El vaporcito de El Puerto ha venido cubriendo desde 1929 la distancia por mar entre El Puerto de Santa María y Cádiz. Aunque pasaron ya los tiempos neblinosos del vapor y las calderas, el barco ha conservado su nombre de antaño. Entonces fue el Adriano I, luego el Adriano II y ahora era el amable ronroneo del motor diesel del Adriano III el que llevaba a los turistas y pasajeros nostálgicos, que se animan a disfrutar del trayecto con los ritmos de otra época.
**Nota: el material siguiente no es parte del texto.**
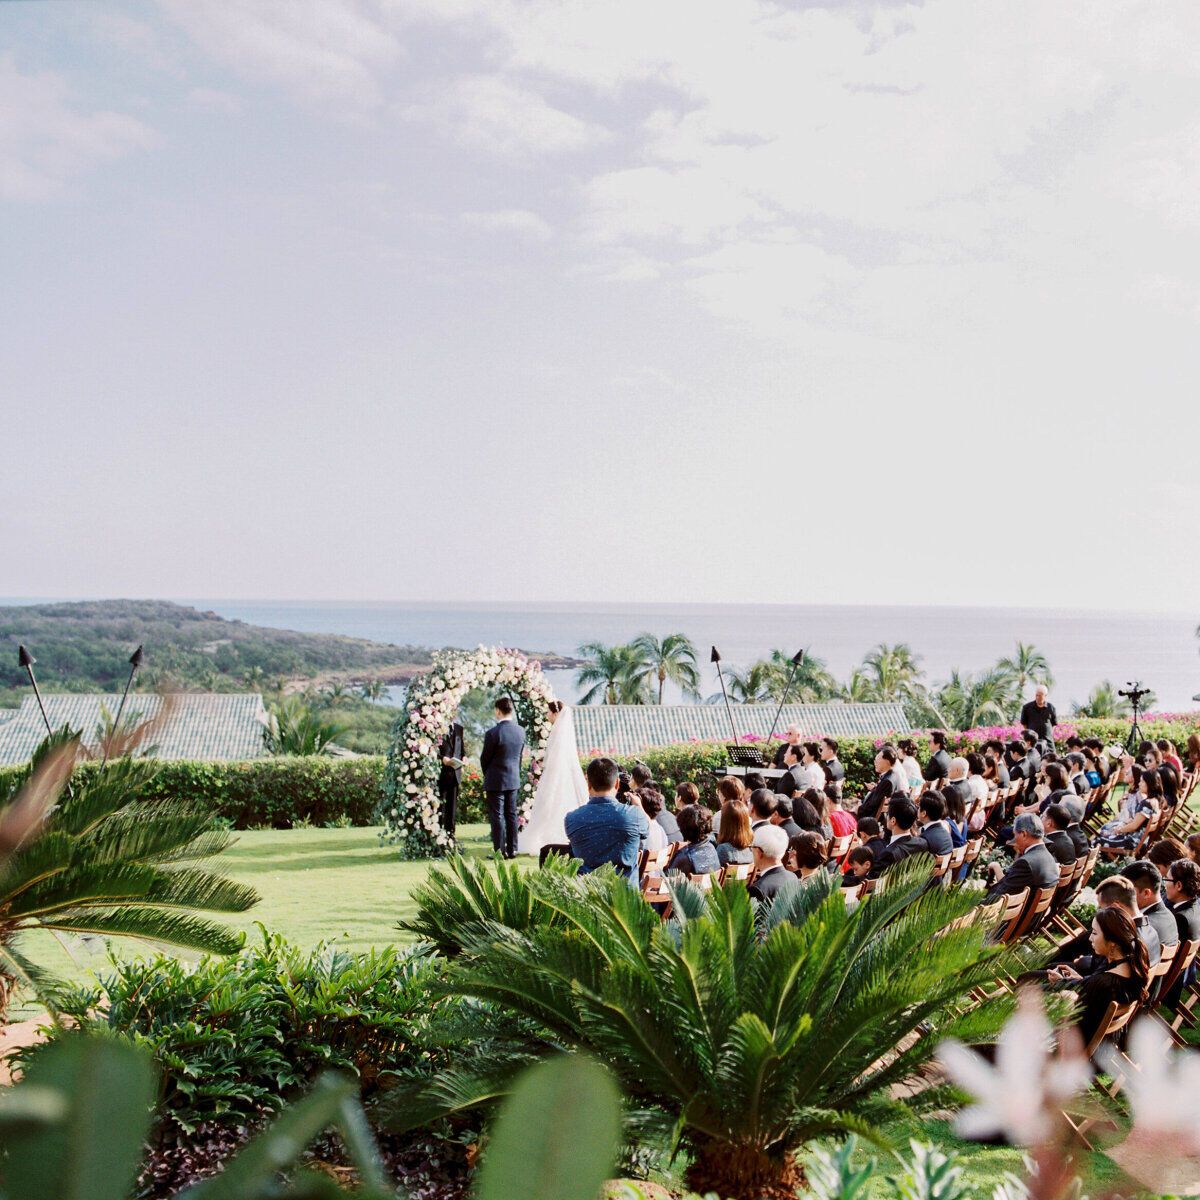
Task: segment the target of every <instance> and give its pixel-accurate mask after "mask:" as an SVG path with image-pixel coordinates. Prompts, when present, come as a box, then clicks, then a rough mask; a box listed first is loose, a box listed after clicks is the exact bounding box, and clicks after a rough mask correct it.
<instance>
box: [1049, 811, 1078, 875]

Cuando resonaba dos veces la sirena del Adriano en la plaza de las Galeras, una corriente de prisas y ajetreo sacudía el muelle. "¡Que se va el vapó!", decían. Y había el tiempo justo de terminar de un trago apresurado el café o la cerveza y trepar a escape por la barandilla poco antes de que zarpara el vaporcito.
Cuando las necesidades de la promoción turística determinaron que hubiera que decidir un emblema característico de la ciudad, no hubo duda: el vaporcito. Y lo mismo hizo la fábrica de harinas de mi amigo Pedro Fernández Lópiz, que, dicho sea de paso, produce la mejor harina de rebozados para el pescaíto frito.
Esta mañana, sin embargo, un choque imprevisto contra unas piedras a la entrada de el puerto de Cádiz, acabó en unos minutos con la leyenda de tantos años. Las ochenta personas que viajaban a bordo tuvieron tiempo de ponerse a salvo. Pero el vaporcito se sumergió lentamente en las aguas verdosas de la bahía, diciendo adiós con sus banderitas de fiesta a los veleros. En el fondo, lejos ya del ruido de las grúas y los mercantes, lo recibieron, con los ojos muy abiertos, por la sorpresa del mundo al revés, lisas, doradas y mojarritas. Y algunos peces todavía sin nombre.